You can retrieve this value from the Authentication tab of the configured Platform Single Sign-on app for macOS.
com.okta.deviceaccess.servicedaemon
Create and save a text file named com.okta.deviceaccess.servicedaemon with the following contents.
<plist version="1.0">
<dict>
<key>OktaJoinEnabled</key>
<true/>
</dict>
</plist>This allows the device to be joined to Okta and use Device-Bound SSO. See Deploy Device-Bound SSO to user devices.
Deploy and verify the profile
Use your MDM software to distribute the profile to all computers in scope, or to distribute only to newly assigned devices.

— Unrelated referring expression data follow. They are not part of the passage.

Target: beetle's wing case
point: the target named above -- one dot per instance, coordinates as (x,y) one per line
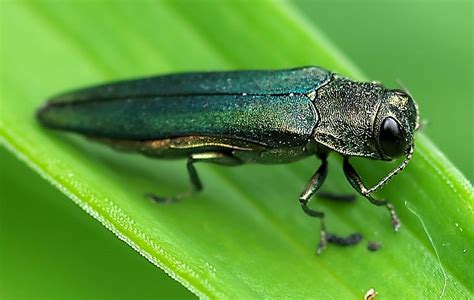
(269,108)
(257,82)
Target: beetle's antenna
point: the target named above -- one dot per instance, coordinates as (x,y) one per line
(390,175)
(404,88)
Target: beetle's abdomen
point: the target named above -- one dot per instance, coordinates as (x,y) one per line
(270,120)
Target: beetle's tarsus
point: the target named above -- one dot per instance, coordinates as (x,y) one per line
(163,200)
(396,224)
(352,239)
(323,241)
(327,237)
(337,197)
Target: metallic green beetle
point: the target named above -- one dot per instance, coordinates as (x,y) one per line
(231,118)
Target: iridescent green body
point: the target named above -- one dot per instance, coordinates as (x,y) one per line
(262,113)
(238,117)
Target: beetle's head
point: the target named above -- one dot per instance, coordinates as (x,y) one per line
(395,124)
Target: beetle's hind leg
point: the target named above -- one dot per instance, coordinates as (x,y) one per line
(358,185)
(196,185)
(311,188)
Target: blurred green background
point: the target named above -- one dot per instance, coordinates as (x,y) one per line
(428,45)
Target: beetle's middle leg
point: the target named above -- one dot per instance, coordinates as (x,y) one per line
(358,185)
(196,185)
(311,188)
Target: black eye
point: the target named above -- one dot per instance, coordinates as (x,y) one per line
(392,138)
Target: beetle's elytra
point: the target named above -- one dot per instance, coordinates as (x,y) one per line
(237,117)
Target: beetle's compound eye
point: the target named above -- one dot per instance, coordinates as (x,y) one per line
(392,138)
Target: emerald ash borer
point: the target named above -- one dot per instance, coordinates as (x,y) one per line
(237,117)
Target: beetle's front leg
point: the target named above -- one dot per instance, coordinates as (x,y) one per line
(311,187)
(356,182)
(196,185)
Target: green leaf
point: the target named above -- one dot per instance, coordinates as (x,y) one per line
(244,236)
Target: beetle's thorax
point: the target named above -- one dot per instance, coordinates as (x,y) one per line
(347,110)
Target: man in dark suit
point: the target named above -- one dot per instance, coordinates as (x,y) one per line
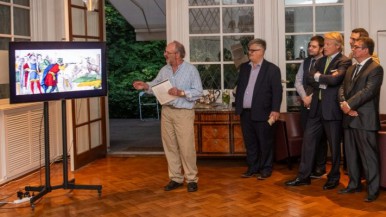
(258,99)
(359,100)
(325,114)
(315,52)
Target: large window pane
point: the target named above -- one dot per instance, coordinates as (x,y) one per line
(210,75)
(5,15)
(21,22)
(78,27)
(4,43)
(204,20)
(232,40)
(205,49)
(298,19)
(92,23)
(21,2)
(296,46)
(238,19)
(203,2)
(329,18)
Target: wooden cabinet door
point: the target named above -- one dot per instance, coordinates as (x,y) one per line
(215,138)
(238,141)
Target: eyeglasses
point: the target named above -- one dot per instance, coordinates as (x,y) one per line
(168,52)
(253,50)
(357,47)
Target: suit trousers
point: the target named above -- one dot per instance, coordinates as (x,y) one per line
(321,148)
(258,140)
(177,132)
(362,148)
(316,126)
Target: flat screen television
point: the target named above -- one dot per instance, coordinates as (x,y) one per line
(45,71)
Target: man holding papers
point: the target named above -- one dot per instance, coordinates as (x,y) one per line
(177,87)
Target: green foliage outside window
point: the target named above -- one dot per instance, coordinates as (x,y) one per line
(128,60)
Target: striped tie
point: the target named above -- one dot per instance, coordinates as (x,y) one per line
(356,72)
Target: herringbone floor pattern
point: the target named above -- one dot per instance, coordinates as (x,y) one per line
(133,186)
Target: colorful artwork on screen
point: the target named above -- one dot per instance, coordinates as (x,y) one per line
(55,71)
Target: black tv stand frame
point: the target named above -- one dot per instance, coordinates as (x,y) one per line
(67,184)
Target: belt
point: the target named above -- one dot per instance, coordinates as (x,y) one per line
(172,107)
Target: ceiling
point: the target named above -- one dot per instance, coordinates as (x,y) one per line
(148,17)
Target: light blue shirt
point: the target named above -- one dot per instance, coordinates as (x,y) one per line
(186,78)
(248,95)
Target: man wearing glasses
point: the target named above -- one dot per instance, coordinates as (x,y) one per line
(359,101)
(258,99)
(355,35)
(177,119)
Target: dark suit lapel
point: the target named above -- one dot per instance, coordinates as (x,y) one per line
(333,63)
(364,67)
(263,70)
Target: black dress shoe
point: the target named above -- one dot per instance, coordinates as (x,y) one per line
(371,197)
(248,175)
(349,190)
(192,186)
(298,182)
(264,176)
(172,185)
(317,174)
(330,185)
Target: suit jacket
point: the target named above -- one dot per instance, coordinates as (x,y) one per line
(267,94)
(329,96)
(362,94)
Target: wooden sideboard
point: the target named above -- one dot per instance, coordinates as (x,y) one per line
(218,132)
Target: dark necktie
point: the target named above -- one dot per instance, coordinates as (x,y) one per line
(356,72)
(312,64)
(327,64)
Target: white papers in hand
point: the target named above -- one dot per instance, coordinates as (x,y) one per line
(160,91)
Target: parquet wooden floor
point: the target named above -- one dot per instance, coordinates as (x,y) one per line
(133,186)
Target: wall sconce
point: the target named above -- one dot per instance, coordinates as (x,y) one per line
(90,4)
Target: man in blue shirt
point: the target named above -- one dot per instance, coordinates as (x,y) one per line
(177,119)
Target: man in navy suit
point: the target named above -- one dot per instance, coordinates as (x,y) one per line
(258,100)
(359,100)
(325,114)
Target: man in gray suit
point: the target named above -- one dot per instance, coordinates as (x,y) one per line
(359,101)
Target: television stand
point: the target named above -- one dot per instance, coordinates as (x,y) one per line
(67,184)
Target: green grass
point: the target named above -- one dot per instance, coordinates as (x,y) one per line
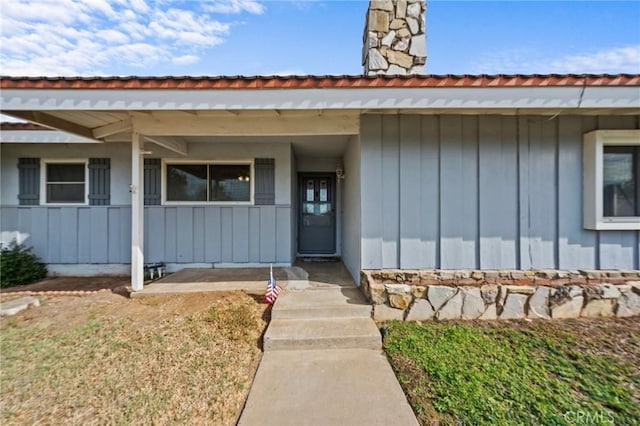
(474,375)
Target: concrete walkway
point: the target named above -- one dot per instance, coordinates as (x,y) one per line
(322,361)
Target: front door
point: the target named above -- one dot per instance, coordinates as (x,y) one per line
(317,218)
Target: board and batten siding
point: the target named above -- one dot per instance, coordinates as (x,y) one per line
(184,234)
(486,192)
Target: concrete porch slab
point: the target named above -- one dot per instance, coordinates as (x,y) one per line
(195,280)
(326,387)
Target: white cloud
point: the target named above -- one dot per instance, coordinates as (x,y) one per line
(234,6)
(92,37)
(613,60)
(185,60)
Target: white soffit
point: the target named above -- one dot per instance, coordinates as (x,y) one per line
(41,136)
(324,99)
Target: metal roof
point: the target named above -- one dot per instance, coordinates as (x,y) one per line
(315,82)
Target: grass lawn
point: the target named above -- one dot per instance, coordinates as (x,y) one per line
(529,373)
(106,359)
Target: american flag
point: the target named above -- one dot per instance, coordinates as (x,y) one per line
(273,289)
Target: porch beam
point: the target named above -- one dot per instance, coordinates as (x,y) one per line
(346,124)
(137,212)
(49,120)
(176,145)
(112,129)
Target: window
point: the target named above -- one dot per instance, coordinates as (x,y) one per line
(208,182)
(64,182)
(620,181)
(611,179)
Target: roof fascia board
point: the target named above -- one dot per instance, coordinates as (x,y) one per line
(304,99)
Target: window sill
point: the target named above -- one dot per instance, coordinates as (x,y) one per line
(616,224)
(208,203)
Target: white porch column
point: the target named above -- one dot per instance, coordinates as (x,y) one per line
(137,212)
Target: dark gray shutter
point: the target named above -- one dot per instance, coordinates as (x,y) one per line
(265,181)
(99,181)
(29,181)
(152,181)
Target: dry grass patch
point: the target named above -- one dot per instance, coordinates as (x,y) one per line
(107,359)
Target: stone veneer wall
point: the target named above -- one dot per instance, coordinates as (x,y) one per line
(466,294)
(394,38)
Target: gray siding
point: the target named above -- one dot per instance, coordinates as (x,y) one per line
(184,234)
(482,192)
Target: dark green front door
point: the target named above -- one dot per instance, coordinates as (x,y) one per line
(317,218)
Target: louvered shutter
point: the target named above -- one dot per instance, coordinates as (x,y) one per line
(29,181)
(99,181)
(265,181)
(152,190)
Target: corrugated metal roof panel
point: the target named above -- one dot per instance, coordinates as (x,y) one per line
(315,82)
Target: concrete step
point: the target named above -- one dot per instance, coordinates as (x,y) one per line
(331,333)
(320,312)
(321,303)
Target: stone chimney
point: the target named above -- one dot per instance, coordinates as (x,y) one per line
(394,38)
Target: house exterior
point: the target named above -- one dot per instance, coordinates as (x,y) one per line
(385,171)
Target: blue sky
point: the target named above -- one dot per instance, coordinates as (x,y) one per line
(249,37)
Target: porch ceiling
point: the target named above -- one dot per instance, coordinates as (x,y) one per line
(303,146)
(174,129)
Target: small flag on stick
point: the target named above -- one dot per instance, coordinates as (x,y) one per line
(273,289)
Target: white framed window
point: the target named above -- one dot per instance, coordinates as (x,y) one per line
(64,181)
(207,182)
(611,180)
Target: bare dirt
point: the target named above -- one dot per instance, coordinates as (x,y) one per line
(104,358)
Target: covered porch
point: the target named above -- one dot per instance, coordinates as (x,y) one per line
(138,133)
(303,274)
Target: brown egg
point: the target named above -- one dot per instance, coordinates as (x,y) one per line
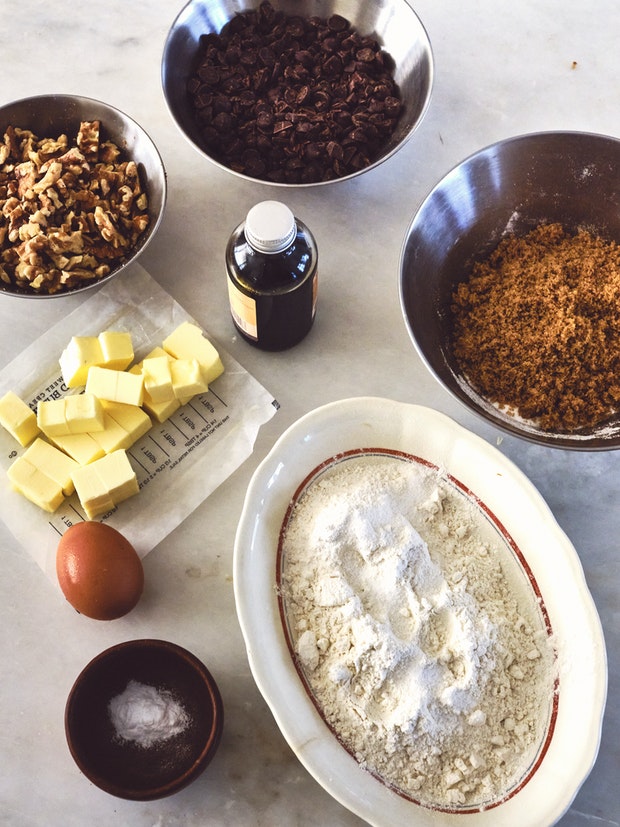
(98,570)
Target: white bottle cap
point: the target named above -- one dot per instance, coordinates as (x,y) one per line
(270,227)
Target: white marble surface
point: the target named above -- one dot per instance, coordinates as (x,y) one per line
(502,68)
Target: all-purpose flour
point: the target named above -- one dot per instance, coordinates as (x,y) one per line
(417,632)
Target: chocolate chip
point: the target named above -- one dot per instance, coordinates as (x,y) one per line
(293,100)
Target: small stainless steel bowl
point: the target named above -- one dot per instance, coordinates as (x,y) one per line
(49,116)
(128,769)
(393,22)
(511,186)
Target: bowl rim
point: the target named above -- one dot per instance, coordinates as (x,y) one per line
(208,749)
(242,176)
(466,395)
(163,184)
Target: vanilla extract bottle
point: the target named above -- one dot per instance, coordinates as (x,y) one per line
(271,263)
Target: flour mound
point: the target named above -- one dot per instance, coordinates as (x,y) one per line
(432,668)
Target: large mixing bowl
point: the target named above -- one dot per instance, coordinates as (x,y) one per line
(392,22)
(509,187)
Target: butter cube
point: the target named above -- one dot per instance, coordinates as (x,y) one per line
(187,380)
(116,385)
(160,411)
(104,484)
(35,485)
(51,417)
(93,493)
(113,436)
(158,378)
(83,413)
(80,447)
(52,462)
(117,349)
(80,354)
(187,342)
(132,419)
(117,474)
(18,419)
(76,414)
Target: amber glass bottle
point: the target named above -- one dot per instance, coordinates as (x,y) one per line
(271,262)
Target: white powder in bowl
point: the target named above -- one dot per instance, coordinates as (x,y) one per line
(147,715)
(417,631)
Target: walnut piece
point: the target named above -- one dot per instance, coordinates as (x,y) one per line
(70,213)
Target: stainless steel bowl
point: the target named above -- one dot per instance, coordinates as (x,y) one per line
(392,22)
(511,186)
(52,115)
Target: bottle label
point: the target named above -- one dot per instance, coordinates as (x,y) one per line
(243,310)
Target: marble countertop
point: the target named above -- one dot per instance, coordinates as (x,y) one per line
(502,69)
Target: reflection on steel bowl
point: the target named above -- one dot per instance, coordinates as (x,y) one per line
(507,189)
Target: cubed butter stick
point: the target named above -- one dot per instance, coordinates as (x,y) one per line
(105,483)
(35,485)
(77,414)
(188,342)
(116,385)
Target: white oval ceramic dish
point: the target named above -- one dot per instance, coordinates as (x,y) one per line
(553,565)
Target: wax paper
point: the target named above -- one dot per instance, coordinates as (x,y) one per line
(179,463)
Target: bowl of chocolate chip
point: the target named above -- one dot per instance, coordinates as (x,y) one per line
(297,93)
(82,193)
(509,286)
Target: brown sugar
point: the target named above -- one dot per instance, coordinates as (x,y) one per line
(536,327)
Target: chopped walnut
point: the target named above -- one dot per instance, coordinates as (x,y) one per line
(69,212)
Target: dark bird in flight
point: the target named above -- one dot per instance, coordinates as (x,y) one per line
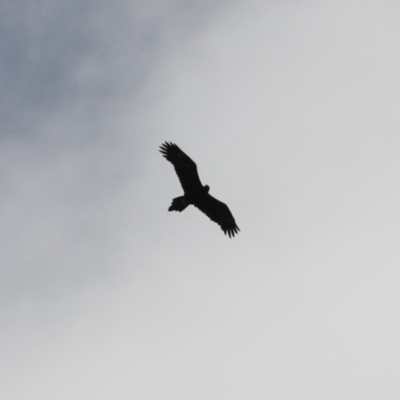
(194,192)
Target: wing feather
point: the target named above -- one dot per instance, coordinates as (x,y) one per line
(185,167)
(219,213)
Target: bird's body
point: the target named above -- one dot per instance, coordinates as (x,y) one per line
(194,192)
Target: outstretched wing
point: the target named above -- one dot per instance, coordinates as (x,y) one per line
(185,167)
(219,213)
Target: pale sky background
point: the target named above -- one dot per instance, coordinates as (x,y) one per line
(291,111)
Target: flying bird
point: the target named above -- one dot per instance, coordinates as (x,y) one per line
(194,192)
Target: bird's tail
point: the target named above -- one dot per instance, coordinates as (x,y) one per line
(178,204)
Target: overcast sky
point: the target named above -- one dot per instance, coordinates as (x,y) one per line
(290,110)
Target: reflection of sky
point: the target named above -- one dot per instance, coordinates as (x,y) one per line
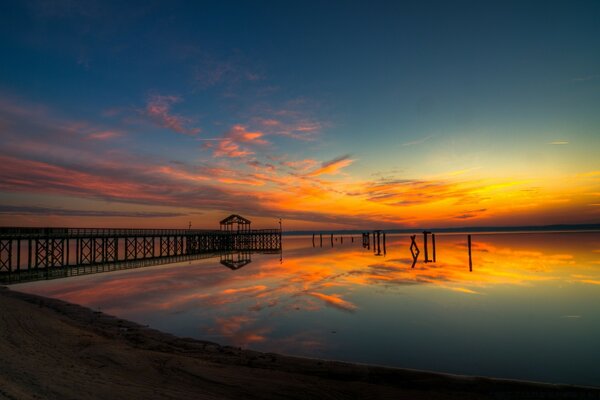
(528,310)
(438,113)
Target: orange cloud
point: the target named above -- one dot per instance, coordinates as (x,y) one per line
(332,167)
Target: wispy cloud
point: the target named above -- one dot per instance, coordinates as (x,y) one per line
(335,301)
(417,141)
(332,167)
(104,135)
(230,144)
(158,109)
(32,210)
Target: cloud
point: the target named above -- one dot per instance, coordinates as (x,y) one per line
(335,301)
(104,135)
(32,210)
(471,214)
(158,109)
(230,144)
(332,167)
(418,141)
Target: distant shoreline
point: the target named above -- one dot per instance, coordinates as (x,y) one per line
(53,349)
(478,229)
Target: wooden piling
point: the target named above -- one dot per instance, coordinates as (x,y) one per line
(425,246)
(470,260)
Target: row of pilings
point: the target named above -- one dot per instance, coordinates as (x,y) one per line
(377,241)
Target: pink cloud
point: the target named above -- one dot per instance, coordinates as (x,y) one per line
(104,135)
(158,109)
(332,167)
(230,146)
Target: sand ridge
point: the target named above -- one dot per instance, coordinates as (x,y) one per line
(51,349)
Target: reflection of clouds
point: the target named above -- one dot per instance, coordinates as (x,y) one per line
(240,329)
(335,300)
(247,306)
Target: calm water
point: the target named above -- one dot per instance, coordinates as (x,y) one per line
(530,309)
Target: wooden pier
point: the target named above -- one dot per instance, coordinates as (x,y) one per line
(26,253)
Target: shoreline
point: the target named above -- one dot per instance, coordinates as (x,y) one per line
(54,349)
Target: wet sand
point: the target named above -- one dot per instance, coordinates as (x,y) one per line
(50,349)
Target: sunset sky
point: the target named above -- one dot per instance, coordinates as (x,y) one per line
(325,114)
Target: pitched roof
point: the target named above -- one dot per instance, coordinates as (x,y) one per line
(234,218)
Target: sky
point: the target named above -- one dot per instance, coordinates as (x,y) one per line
(329,115)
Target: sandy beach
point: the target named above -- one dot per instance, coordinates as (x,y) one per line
(51,349)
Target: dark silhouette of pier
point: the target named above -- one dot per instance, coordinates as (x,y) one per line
(44,253)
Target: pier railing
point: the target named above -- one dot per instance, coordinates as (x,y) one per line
(40,251)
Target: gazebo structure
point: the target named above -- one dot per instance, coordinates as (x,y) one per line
(236,260)
(235,223)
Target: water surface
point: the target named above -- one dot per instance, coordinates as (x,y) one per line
(530,309)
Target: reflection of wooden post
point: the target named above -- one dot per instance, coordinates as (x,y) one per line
(425,246)
(433,245)
(469,245)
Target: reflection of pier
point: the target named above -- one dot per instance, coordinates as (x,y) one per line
(236,260)
(39,253)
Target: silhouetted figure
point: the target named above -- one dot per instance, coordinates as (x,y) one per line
(426,248)
(414,250)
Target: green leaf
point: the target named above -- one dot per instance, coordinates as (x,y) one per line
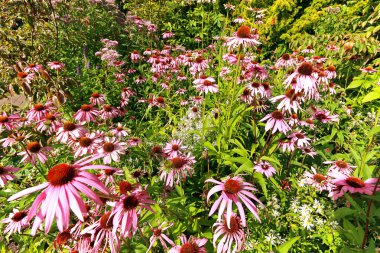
(284,248)
(371,96)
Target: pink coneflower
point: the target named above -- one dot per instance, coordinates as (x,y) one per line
(276,122)
(86,113)
(112,149)
(369,70)
(345,183)
(290,101)
(16,221)
(33,68)
(9,122)
(109,112)
(331,72)
(158,234)
(176,169)
(127,210)
(207,86)
(56,65)
(299,139)
(86,145)
(61,193)
(134,142)
(167,34)
(120,131)
(35,151)
(285,61)
(97,98)
(174,148)
(242,37)
(340,166)
(324,116)
(70,131)
(191,245)
(319,181)
(39,111)
(6,174)
(232,234)
(265,168)
(101,232)
(304,80)
(234,190)
(50,123)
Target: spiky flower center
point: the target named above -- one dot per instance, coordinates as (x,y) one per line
(244,32)
(4,119)
(130,202)
(86,107)
(33,147)
(319,178)
(157,232)
(306,68)
(188,248)
(19,216)
(108,147)
(355,182)
(175,147)
(61,174)
(106,221)
(63,237)
(234,225)
(38,107)
(285,57)
(85,142)
(232,186)
(50,117)
(277,115)
(69,126)
(341,164)
(178,162)
(124,187)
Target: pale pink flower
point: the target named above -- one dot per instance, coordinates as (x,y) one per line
(345,183)
(61,193)
(8,122)
(70,131)
(102,233)
(243,37)
(56,65)
(286,61)
(39,111)
(158,234)
(276,122)
(193,245)
(97,98)
(134,142)
(340,166)
(234,190)
(127,210)
(112,149)
(369,70)
(288,102)
(6,174)
(109,112)
(233,234)
(16,221)
(319,181)
(120,131)
(265,168)
(86,113)
(35,151)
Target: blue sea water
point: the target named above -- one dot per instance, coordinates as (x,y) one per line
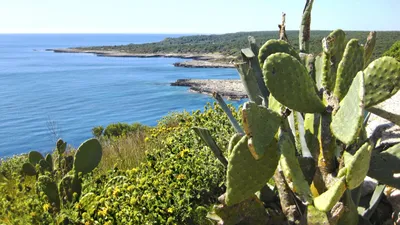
(45,95)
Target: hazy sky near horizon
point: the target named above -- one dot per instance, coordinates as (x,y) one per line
(190,16)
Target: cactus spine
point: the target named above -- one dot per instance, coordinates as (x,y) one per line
(87,158)
(324,99)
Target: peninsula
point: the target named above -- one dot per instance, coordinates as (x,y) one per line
(220,51)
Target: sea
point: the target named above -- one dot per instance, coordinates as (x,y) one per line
(46,95)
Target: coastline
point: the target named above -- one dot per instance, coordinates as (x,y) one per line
(197,60)
(230,89)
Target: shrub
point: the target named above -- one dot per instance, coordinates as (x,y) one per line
(174,181)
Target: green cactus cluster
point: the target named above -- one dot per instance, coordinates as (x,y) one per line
(307,135)
(59,179)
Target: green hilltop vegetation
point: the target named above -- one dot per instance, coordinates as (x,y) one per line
(167,175)
(230,44)
(296,153)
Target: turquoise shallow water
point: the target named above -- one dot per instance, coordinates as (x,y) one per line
(42,92)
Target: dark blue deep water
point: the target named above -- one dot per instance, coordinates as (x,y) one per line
(44,93)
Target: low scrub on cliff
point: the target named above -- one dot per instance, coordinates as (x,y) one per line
(171,178)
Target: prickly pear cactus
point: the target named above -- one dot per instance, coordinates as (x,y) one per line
(61,146)
(29,169)
(89,203)
(309,115)
(351,63)
(260,125)
(44,166)
(358,168)
(69,186)
(346,123)
(49,160)
(288,81)
(34,157)
(382,80)
(328,199)
(273,46)
(246,175)
(46,185)
(291,168)
(88,156)
(233,141)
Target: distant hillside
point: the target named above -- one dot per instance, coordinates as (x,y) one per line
(230,44)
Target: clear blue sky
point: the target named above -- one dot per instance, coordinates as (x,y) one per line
(191,16)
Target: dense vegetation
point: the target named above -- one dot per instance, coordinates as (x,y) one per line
(158,175)
(148,175)
(230,44)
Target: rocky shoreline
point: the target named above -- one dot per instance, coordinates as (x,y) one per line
(197,60)
(230,89)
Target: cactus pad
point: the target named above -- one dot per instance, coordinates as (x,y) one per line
(44,165)
(329,198)
(245,175)
(260,125)
(273,46)
(274,105)
(316,217)
(89,203)
(327,75)
(233,141)
(382,80)
(319,65)
(291,168)
(88,156)
(385,165)
(288,81)
(49,188)
(358,168)
(68,186)
(34,157)
(346,123)
(369,47)
(311,126)
(61,146)
(49,160)
(351,63)
(308,60)
(334,44)
(350,216)
(29,169)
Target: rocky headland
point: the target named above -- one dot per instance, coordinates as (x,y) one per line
(230,89)
(196,60)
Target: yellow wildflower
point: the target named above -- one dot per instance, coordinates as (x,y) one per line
(102,212)
(116,191)
(181,177)
(46,207)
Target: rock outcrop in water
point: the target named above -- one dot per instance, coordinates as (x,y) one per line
(230,89)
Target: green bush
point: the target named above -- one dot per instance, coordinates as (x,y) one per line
(176,182)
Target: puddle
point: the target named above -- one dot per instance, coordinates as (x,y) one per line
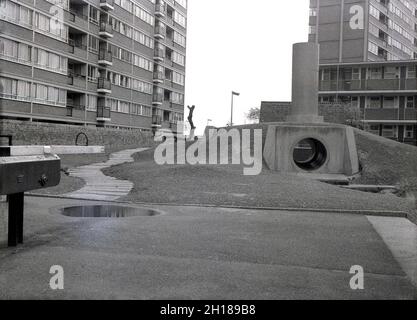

After you create and distribute the device management profile, users receive a system notification message that registration is required.
Platform SSO with a Secure Enclave–backed key also sets up Okta FastPass as part of the enrollment process. Users may already have Okta FastPass enabled. If biometrics for Okta FastPass are enabled, the Platform SSO enrollment flow prompts users for Touch ID to successfully set up Okta FastPass.
To verify the profile deployment on a macOS device:
-
Open the System Settings app.
-
Go to .
-
Confirm that you see device management profiles for each of your preference domains.
Deploy Okta Verify
Finally, use your MDM software to deploy the Okta Verify app to your enrolled macOS devices.